Ia melihat ibunya yang sudah bertolak pinggang, dan kakaknya yang memegangi gayung kecil yang sepertinya dia gunakan untuk menyiram wajahnya tadi.
“Apa kamu gila, Rania?” teriak Rangga marah.
“Kamu yang gila! Sejak kapan kamu mabuk dan minum-minuman keras? Ayah akan marah besar jika tahu kamu mabuk,” hardik Mirna.
Rangga menyugar rambut yang basah, lalu memijit-mijit pelipisnya yang terasa berdenyut dan berputar-putar. 

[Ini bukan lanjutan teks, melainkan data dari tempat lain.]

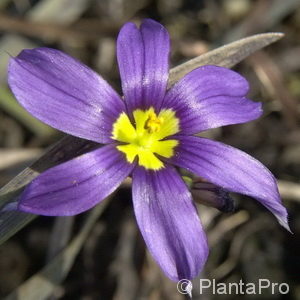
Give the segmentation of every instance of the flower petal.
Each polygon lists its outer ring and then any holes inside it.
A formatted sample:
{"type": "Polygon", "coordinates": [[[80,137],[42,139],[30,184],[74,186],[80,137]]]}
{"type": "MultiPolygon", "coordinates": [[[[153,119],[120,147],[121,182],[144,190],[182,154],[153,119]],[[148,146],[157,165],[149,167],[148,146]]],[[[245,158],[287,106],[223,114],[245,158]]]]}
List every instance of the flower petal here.
{"type": "Polygon", "coordinates": [[[110,142],[112,123],[125,109],[118,94],[76,59],[49,48],[10,59],[8,82],[26,110],[77,137],[110,142]]]}
{"type": "Polygon", "coordinates": [[[262,114],[260,103],[245,98],[248,89],[248,82],[238,73],[203,66],[188,73],[169,90],[163,108],[177,112],[184,134],[245,123],[262,114]]]}
{"type": "Polygon", "coordinates": [[[208,255],[206,236],[175,169],[137,167],[132,189],[137,222],[154,259],[171,280],[197,276],[208,255]]]}
{"type": "Polygon", "coordinates": [[[140,30],[126,23],[118,36],[117,56],[128,111],[148,109],[158,112],[168,81],[170,41],[167,30],[146,19],[140,30]]]}
{"type": "Polygon", "coordinates": [[[289,230],[276,180],[259,161],[245,152],[195,136],[181,136],[170,159],[225,190],[256,198],[289,230]]]}
{"type": "Polygon", "coordinates": [[[111,194],[133,168],[114,145],[103,146],[39,175],[18,208],[47,216],[79,214],[111,194]]]}

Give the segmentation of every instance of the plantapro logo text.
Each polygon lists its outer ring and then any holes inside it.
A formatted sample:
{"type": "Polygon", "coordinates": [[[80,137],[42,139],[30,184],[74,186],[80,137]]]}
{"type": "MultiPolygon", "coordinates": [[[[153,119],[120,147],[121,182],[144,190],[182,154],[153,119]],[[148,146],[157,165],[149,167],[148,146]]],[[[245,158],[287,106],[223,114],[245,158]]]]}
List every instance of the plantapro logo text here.
{"type": "MultiPolygon", "coordinates": [[[[178,292],[192,295],[193,285],[187,279],[182,279],[177,284],[178,292]]],[[[245,283],[241,279],[239,282],[216,282],[215,279],[200,279],[199,293],[213,295],[260,295],[264,293],[287,294],[290,287],[285,282],[271,282],[269,279],[259,279],[257,282],[245,283]]],[[[197,291],[194,289],[193,294],[197,291]]]]}

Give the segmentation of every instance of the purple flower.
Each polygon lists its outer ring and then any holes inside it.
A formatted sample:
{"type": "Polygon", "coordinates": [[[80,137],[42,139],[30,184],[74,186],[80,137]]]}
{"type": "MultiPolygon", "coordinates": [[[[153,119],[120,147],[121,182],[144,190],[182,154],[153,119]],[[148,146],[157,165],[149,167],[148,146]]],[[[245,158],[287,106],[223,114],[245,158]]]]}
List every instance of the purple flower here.
{"type": "Polygon", "coordinates": [[[25,189],[22,211],[66,216],[86,211],[131,174],[137,223],[172,280],[198,275],[208,255],[187,169],[221,189],[257,199],[288,228],[273,175],[235,148],[194,136],[261,115],[239,74],[203,66],[167,90],[166,29],[144,20],[123,26],[117,58],[124,100],[99,75],[53,49],[24,50],[9,64],[9,85],[32,115],[68,134],[104,144],[51,168],[25,189]]]}

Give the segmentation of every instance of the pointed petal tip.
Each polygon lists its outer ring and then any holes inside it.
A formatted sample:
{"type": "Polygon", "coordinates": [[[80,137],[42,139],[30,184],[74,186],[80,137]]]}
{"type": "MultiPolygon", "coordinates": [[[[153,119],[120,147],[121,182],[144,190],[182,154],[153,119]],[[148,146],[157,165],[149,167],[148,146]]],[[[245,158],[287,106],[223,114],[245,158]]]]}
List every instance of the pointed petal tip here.
{"type": "Polygon", "coordinates": [[[279,224],[280,224],[283,228],[285,228],[289,233],[294,234],[294,233],[292,232],[291,228],[290,228],[290,225],[289,225],[289,223],[288,223],[288,218],[287,218],[287,217],[281,218],[281,217],[276,216],[276,218],[277,218],[279,224]]]}

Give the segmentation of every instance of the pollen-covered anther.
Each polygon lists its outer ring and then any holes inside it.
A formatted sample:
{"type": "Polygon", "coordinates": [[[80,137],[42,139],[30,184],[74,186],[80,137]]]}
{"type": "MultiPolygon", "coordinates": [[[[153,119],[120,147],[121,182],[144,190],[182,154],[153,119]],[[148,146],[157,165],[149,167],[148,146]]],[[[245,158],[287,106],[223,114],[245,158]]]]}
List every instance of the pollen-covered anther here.
{"type": "Polygon", "coordinates": [[[159,118],[155,112],[150,111],[148,120],[145,123],[145,129],[149,133],[158,132],[163,123],[163,118],[159,118]]]}
{"type": "Polygon", "coordinates": [[[165,140],[179,132],[179,119],[171,109],[157,115],[153,107],[133,111],[134,125],[125,113],[121,113],[113,125],[112,138],[122,142],[117,149],[123,152],[128,162],[138,157],[138,164],[146,169],[159,170],[164,163],[157,156],[170,158],[178,145],[175,139],[165,140]]]}

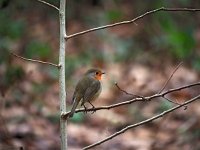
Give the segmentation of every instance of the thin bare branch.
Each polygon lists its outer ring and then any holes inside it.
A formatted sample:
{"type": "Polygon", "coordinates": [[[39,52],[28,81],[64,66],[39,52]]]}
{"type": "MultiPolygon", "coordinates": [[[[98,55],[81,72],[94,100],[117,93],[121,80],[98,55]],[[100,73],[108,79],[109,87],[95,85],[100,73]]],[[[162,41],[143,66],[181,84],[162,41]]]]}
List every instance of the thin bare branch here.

Ia melihat dirinya masih mengenakan pakaian kerjanya yang kemarin belum diganti, dan juga keadaan kamar yang berantakan. Ia memejamkan mata, mencoba mengingat apa yang terjadi padanya semalam.
“Rangga, di mana Ayu? Apa yang kamu lakukan padanya sampai ia pergi dari rumah?” tanya Rania.
Rangga mengangkat wajah, disertai dengan tatapan tak percaya atas apa yang dikatakan kakaknya. 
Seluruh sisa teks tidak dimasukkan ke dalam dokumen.